The Kyoto Protocol is part of the United Nations Framework Convention on Climate Change (UNFCCC) which is aimed at fighting global warming.
The UNFCCC is e international environmental treaty with the goal of achieving the “stabilization of greenhouse gas concentrations in the atmosphere at a level that would prevent dangerous anthropogenic interference with the climate system.”
The Kyoto Protocol was first agreed on 11 December 1997 in Kyoto, Japan, and it became a formal part of the treaty on 16 February 2005. Currently, 191 members of the United Nations have signed and ratified the Kyoto Protocol.
Under the Protocol, 37 of the major industrialised nations have agreed to reducing four main greenhouse gases by 5.2% from the 1990 levels. They have committed to reducing:
- carbon dioxide
- methane
- nitrous oxide
- sulphur hexafluoride
They will also reduce two further groups of gases (hydrofluorocarbons and perfluorocarbons) that are produced by the 4 main gases. 
These emission limits do not include emissions by international aviation and shipping, but are in addition to the industrial gases, chlorofluorocarbons, or CFCs, which are dealt with under the 1987 Montreal Protocol on Substances that Deplete the Ozone Layer.
The Kyoto Protocol does allow for several “flexible mechanisms”, such as emissions trading, the clean development mechanism (CDM) and joint implementation.
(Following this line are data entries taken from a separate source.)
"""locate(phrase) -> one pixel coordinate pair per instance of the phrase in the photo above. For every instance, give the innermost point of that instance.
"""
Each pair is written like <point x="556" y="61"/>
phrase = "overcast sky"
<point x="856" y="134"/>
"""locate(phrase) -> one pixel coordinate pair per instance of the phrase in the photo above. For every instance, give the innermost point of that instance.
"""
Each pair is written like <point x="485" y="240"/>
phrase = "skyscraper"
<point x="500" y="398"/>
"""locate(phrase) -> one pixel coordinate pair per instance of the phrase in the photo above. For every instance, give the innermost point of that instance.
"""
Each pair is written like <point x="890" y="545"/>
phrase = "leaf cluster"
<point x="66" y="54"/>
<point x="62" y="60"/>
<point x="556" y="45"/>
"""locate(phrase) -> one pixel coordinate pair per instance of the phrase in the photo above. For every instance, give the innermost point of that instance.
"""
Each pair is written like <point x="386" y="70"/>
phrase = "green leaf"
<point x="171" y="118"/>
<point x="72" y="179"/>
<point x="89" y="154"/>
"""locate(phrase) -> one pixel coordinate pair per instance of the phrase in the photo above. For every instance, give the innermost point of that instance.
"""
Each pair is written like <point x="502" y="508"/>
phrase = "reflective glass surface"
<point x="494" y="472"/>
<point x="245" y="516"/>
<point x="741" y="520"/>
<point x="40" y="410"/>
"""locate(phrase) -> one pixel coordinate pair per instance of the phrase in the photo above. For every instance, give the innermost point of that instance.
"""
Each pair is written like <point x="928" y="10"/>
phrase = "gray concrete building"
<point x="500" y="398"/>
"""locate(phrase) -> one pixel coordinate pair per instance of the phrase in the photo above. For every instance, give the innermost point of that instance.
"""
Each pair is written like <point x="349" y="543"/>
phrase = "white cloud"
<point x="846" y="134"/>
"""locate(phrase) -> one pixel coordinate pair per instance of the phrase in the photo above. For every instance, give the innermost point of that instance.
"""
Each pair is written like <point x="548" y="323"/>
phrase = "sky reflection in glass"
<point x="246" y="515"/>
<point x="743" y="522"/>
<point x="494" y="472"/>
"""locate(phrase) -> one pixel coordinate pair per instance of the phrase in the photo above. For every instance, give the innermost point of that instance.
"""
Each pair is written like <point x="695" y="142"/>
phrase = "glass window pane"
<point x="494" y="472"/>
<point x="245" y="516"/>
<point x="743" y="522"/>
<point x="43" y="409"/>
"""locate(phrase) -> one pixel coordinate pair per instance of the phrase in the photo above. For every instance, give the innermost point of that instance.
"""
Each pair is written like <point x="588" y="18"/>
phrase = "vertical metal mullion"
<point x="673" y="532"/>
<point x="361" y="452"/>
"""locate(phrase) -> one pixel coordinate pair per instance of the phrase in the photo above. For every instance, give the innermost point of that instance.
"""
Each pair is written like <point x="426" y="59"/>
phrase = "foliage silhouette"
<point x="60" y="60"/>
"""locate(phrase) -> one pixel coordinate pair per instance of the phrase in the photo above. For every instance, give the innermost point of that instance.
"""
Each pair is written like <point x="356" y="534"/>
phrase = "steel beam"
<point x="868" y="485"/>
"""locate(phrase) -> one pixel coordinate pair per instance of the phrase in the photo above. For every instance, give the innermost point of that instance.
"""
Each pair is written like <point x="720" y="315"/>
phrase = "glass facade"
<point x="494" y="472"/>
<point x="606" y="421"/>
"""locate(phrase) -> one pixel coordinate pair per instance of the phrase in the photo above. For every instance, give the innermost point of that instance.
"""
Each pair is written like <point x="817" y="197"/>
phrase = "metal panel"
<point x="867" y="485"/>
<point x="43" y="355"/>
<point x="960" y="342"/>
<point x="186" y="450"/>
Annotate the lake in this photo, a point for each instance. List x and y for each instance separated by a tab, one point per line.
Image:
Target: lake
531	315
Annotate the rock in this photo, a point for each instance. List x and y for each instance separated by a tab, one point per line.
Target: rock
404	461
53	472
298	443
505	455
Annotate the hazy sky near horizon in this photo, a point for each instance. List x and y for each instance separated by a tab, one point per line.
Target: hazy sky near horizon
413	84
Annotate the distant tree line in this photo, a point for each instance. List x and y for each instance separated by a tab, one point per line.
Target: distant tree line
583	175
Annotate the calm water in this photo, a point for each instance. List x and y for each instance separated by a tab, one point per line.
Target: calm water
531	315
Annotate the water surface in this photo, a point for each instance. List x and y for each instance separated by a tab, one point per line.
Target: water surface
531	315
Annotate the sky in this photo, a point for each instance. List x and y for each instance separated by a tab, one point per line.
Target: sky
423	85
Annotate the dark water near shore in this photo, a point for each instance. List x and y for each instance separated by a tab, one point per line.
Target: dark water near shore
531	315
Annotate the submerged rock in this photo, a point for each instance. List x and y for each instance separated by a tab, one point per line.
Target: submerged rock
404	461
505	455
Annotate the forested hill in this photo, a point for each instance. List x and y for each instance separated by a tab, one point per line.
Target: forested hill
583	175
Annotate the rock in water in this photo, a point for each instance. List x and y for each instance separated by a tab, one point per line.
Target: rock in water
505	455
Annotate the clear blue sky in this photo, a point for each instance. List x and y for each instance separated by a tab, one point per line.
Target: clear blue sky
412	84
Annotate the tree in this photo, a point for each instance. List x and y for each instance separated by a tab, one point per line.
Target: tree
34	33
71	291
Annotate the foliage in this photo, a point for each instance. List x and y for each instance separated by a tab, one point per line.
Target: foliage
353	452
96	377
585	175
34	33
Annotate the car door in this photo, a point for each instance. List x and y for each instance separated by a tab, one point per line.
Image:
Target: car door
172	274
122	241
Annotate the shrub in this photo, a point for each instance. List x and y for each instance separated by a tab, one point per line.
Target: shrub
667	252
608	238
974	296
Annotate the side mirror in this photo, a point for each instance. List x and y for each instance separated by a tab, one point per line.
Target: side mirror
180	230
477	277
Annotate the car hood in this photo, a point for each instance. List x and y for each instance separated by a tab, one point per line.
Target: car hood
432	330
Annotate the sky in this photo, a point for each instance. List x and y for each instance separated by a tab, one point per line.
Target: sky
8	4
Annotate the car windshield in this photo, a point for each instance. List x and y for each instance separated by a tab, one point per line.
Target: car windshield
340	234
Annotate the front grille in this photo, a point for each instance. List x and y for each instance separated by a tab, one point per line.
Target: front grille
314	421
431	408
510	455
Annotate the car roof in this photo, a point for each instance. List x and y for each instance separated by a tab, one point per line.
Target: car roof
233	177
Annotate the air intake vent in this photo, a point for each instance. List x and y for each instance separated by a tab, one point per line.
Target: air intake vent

A joint implementation will allow a country to offset some of its reduction targets by investing in a greenhouse gas reduction project in another country. For example, a joint implementation project might involve replacing a coal-fired power station with a combined heat and power system,
Under the Kyoto Protocol each of the 37 countries must provide an annual report of inventories of all human produced greenhouse gas emissions. They must also identify a national authority which is responsible for maintaining these inventories.
It is significant that some of the largest producers of greenhouse gases have not ratified the Kyoto Protocol the most notable being the USA and China.
So, in February 2007 the heads of government from major greenhouse gas producers, including the USA, China and India, agreed a non-binding successor to the Kyoto Protocol known as the Washington Declaration. This declaration outlined a global cap-and-trade system that would include both industrialised and developing nations.
This declaration was extended at the 2007 meeting of the G8 nations. Here it was agreed that the G8 nations would “aim to at least halve global CO2 emissions by 2050″ and the details would be agreed under the United Nations Framework Convention on Climate Change.
Whilst the Kyoto Protocol has not led to the hoped for reductions in greenhouse gases it has formed the basis for ongoing discussions on such reductions.